Warrantless GPS Tracking Isn’t A “Search”

According to the 7th Circuit, cops can place a GPS tracking device on your vehicle, without warrant, based on a claim of suspicion. That claim doesn’t ever have to be justified to a judge, and since it doesn’t require a warrant, “probable cause” is whatever the officer thinks it is. The device will be similar to those available from firms who specialise in fleet tracking to ensure businesses can manage their drivers and trucks whereabouts. If you’d like to find out more, you can click here to go to the Autoconnect website.

From engadget:

Earlier this month, the Seventh Circuit of the US Court of Appeals “ruled against a defendant who claimed that the surreptitious placement of a GPS tracking device amounted to an unconstitutional search,” essentially giving the coppers the green light to add a GPS module to a suspicious ride sans a warrant. While we’re sure the privacy advocates out there are screaming bloody murder, the district judge found that they had had a “reasonable suspicion that the defendant was engaged in criminal activity,” and it seems that a well-placed hunch is all they need for lawful placement. Interestingly, the government argues that no warrant was needed since “there was no search or seizure within the meaning of the Fourth Amendment,”

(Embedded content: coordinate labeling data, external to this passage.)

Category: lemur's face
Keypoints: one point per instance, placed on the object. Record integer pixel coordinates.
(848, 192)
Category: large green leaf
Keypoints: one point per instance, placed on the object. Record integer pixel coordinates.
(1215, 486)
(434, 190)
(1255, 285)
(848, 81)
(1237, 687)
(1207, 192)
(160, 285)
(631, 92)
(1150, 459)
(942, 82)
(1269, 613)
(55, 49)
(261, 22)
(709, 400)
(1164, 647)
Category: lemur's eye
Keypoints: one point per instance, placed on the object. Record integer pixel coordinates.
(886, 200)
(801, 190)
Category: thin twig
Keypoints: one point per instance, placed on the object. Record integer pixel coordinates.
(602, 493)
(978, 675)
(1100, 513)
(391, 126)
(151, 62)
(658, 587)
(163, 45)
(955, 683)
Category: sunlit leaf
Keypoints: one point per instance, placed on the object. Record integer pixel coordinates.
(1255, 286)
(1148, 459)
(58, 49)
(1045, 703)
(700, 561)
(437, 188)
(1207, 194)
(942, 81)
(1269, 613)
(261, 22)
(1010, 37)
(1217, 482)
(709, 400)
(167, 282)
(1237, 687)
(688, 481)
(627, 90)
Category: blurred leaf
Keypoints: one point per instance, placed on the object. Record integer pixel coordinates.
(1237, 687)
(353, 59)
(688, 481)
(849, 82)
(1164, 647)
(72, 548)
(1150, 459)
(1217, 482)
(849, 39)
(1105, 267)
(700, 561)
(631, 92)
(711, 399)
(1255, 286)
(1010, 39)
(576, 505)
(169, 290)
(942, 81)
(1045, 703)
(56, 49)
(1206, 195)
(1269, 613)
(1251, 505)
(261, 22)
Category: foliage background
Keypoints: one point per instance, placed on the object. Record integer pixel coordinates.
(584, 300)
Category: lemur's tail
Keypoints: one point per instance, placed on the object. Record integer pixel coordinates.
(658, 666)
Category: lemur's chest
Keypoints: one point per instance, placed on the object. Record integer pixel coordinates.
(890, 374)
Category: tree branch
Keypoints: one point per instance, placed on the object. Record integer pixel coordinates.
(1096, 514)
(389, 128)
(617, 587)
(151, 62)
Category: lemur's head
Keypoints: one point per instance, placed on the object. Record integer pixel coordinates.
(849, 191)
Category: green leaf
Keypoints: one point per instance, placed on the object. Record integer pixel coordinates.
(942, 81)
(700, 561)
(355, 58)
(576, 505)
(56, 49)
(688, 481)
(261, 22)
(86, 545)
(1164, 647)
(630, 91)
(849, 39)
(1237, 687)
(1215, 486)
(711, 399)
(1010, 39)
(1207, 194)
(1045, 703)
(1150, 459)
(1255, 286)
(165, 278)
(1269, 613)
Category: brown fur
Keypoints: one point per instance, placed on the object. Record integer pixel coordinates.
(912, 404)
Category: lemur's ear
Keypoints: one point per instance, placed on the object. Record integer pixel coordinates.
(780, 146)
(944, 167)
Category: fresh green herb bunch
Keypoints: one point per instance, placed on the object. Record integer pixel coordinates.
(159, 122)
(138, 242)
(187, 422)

I guess my post over the weekend on RFID tracking didn’t even take into account that they’re already doing it with GPS.

Now, I don’t really like the idea of government being able to track with GPS. Just like I don’t like the idea that the Department of Homeland Security might tap our phones. What is truly disturbing, though, is when they try (and courts uphold) their ability to do it without any sort of oversight. I worry about giving government power; I’m truly terrified of giving them unaccountable power.

As I pointed out in my RFID post, most of you won’t ever have to worry about this. After all, you haven’t done anything wrong. And the bulk of the usage that cops and politicians will get out of these sort of technologies will be for actual lawbreakers (even if they’re breaking stupid laws like those of the War on Drugs). But the tools are also tools of harassment. And as the Manassas Park story shows us, it’s a tool to harass YOU if you make powerful enemies.

But it can spread wider. The state has the power, and libertarians are consistently making themselves enemies of the state. With the labyrinth of laws, so widespread that nobody can exist without breaking laws; this gives the state power to “legally” harass people who don’t serve its purposes or actively work against them. You know, people like me. It’s just fine to call the state a bumbling, stumbling fool, but it’s pretty difficult to defend yourself when that fool takes aim at you.